The sections below cover what are paylines, how line maps evolved, and how operators and players should read line count versus RTP and volatility.
What are slot paylines?
| Paylines are the predefined paths across a reel grid where matching symbols must land to form a win. In a classic layout, that path is a straight horizontal line through the centre of three reels. In modern video slots, the same idea scales into dozens or hundreds of zigzags, diagonals, and multi-row routes — still called lines and still evaluated by the same rule: symbols on an active path, in the required order and count, pay according to the paytable. |
The plain payline meaning is geometric. The Random Number Generator (RNG) decides which symbols stop on each reel. The game engine then checks only the active lines (or equivalent “ways”) against the paytable. Extra symbols sitting off those paths do not count toward that line win, even when they look close on screen.

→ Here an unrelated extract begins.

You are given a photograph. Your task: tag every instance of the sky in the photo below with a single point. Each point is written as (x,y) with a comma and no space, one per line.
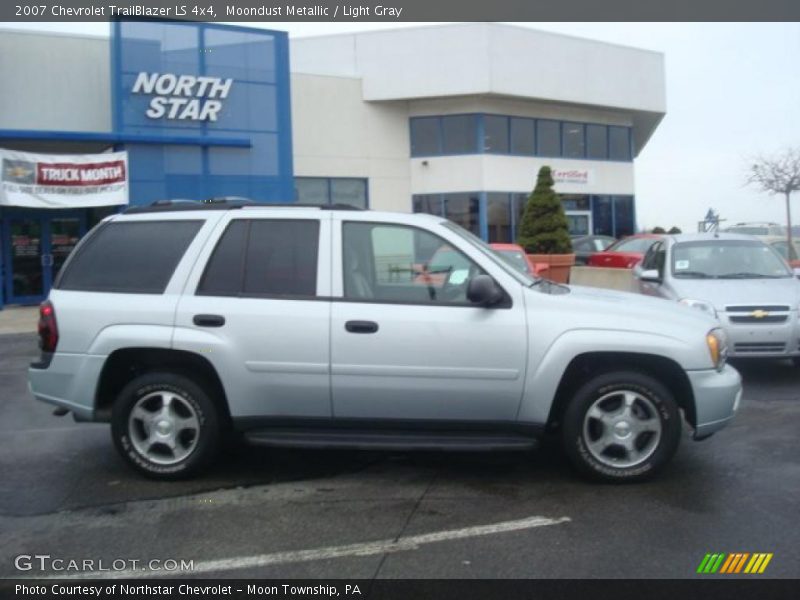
(733,94)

A brief history: from Liberty Bell to Megaways
Charles Fey’s Liberty Bell, built in San Francisco in 1895, is the reference point for the modern three-reel machine. California landmark documentation records Fey’s coin-operated three-reel design and workshop on Market Street. The machine used a single centre horizontal line: three matching symbols paid automatically from a hopper — the first mass-market line-pay model.

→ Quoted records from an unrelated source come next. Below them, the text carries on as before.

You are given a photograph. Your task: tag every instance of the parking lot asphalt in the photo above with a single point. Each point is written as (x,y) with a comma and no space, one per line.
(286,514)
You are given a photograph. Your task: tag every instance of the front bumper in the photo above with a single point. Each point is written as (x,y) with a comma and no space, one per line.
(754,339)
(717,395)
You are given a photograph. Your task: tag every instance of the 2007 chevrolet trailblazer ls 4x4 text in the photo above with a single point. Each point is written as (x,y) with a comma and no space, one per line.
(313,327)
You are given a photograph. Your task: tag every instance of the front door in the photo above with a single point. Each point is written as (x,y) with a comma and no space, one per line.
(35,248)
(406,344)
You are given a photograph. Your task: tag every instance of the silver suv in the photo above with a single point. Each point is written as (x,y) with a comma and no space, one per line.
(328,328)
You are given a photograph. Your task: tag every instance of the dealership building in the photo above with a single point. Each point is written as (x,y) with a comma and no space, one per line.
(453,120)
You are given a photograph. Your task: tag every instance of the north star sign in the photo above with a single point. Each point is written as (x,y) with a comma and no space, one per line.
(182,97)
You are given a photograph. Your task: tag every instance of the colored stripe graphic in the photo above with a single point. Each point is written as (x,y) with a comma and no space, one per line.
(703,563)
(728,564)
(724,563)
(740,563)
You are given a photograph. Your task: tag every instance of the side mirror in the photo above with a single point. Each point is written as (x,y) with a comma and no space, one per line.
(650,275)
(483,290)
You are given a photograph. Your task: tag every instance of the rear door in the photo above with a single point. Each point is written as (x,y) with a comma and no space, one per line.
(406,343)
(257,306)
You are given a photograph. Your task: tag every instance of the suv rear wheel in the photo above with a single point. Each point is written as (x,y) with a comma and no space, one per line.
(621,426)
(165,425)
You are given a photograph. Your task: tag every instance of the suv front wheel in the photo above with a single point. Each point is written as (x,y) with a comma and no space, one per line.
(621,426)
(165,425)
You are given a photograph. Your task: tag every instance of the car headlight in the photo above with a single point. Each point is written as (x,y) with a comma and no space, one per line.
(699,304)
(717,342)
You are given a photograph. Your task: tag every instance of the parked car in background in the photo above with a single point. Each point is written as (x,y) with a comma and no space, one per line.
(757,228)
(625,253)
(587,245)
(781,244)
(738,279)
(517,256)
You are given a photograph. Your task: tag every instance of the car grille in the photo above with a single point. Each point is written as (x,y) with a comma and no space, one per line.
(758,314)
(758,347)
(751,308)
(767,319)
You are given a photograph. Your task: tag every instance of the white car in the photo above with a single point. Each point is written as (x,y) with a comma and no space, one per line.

| Era | Typical grid | Win model |
| 1895–1970s | 3 reels × 1 row | 1 horizontal line |
| 1976–1990s | 3–5 reels, multi-line | Fixed multi-line video |
| 2000s–2010s | 5×3 ways / lines | 243 ways, adjustable lines |
| 2015+ | Variable reel height | Megaways (up to 117,649) |
Multi-line video slots arrived with electronic displays in the late 1970s and accelerated through the 1980s–90s as cabinets moved from mechanical strips to screens. The 2000s popularised “ways to win” maths that dropped strict line geometry. In 2015, Big Time Gaming shipped Bonanza and the Megaways engine. By Evolution’s acquisition announcement in 2021 the mechanic already sat inside 200+ licensed titles. The deal closed for up to €450 million consideration.
How slot paylines work
How do paylines work in practice: stake — spin — reel stop — line evaluation — paytable lookup — credit. The visible animation is theatre; the line check is deterministic once the RNG outcome is fixed.
Reels, rows, and symbols
A standard video slot shows five vertical reels and three visible rows (a 5×3 window). Each reel carries a longer strip of symbols offline; only three positions are shown. Wilds substitute for regular pays. Scatters and bonus icons usually follow separate rules and may pay off-line. The help-screen line map — the usual place for a slot machine paylines diagram — plots every numbered path onto that 5×3 (or larger) window so the geometry is unambiguous.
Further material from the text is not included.